Et ces bains hypnotiques des bars de swing dans Frenchmen Street, où des musiciens proposent à la danse, aux touristes ou aux locaux, toute la vitalité de ce Jazz de la Nouvelle-Orléans.



PAMM-NOMA-CAC-OGDEN MUSEUM
Quand j’arrive dans une ville inconnue quelques lieux sont de façon récurrente des lieux d’apaisement et de remobilisation des forces dispersées : les parcs, les salles de concert, les cinémas alternatifs et les musées. Je sais y trouver un environnement amical et riche en émotions esthétiques. Déjà à Miami le PAMM m’avait transporté dans deux expositions galvanisantes : Firelii Bàez et Nari Ward.
J’avais vu quelques œuvre de Firelei Bàez l’année dernière au Centre d’art Contemporain La conciergerie à la Motte Servolex. Mais cette exposition est d’autant plus puissante qu’elle a l’espace pour développer son interrogation de nos mémoires culturelles et leurs résurgences ou leurs symptômes actuels. J’aime en particulier son rapport aux tignons : des coiffes que devaient porter les femmes noires et créoles pour marquer l’appartenance à une classe dominée, mais qui par une reprise subversive était devenu le lieu d’expression d’une créativité, d’une exubérance et d’une séduction propre : cas paradigmatique d’une « créolisation » dirait Glissant (l’apparition d’une culture propre à partir d’une position de dominé et par métissage avec les normes des colons).

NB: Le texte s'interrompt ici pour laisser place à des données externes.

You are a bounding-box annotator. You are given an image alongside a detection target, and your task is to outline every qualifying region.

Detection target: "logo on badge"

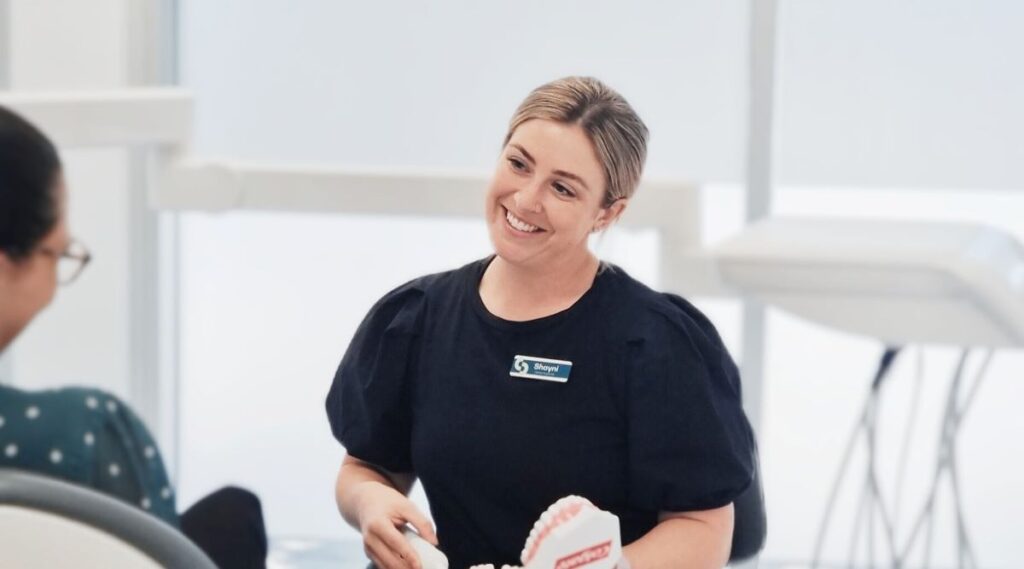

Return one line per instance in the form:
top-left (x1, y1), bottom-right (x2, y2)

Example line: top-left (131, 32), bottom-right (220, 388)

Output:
top-left (512, 356), bottom-right (529, 374)
top-left (509, 355), bottom-right (572, 383)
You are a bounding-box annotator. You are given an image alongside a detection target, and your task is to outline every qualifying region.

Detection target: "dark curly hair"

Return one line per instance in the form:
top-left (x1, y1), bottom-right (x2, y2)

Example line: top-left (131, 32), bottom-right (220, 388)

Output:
top-left (0, 106), bottom-right (60, 261)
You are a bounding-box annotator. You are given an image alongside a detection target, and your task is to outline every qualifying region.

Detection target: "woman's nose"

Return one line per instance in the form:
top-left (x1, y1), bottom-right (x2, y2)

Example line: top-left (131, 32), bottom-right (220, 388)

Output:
top-left (515, 183), bottom-right (544, 213)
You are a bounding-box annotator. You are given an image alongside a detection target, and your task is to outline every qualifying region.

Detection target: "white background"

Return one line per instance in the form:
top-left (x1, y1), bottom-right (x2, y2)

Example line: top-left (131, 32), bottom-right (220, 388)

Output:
top-left (9, 0), bottom-right (1024, 568)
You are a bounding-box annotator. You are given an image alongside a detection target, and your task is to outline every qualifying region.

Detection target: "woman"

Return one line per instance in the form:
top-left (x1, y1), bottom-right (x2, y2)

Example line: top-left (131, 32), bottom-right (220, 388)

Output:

Nari Ward est un artiste Jamaïcain vivant actuellement à New York, qui interroge sans cesse la question de l’identité, et notamment de l’identité afro-américaine. Ses œuvres reprennent les symboles de la ségrégation, du racisme, de l’exclusion sociale et économique pour donner à sentir ce fond trouble de la culture américaine. J’ai aimé l’originalité et la force de ses interpellations dans un dialogue entre art conceptuel, happenings et installations.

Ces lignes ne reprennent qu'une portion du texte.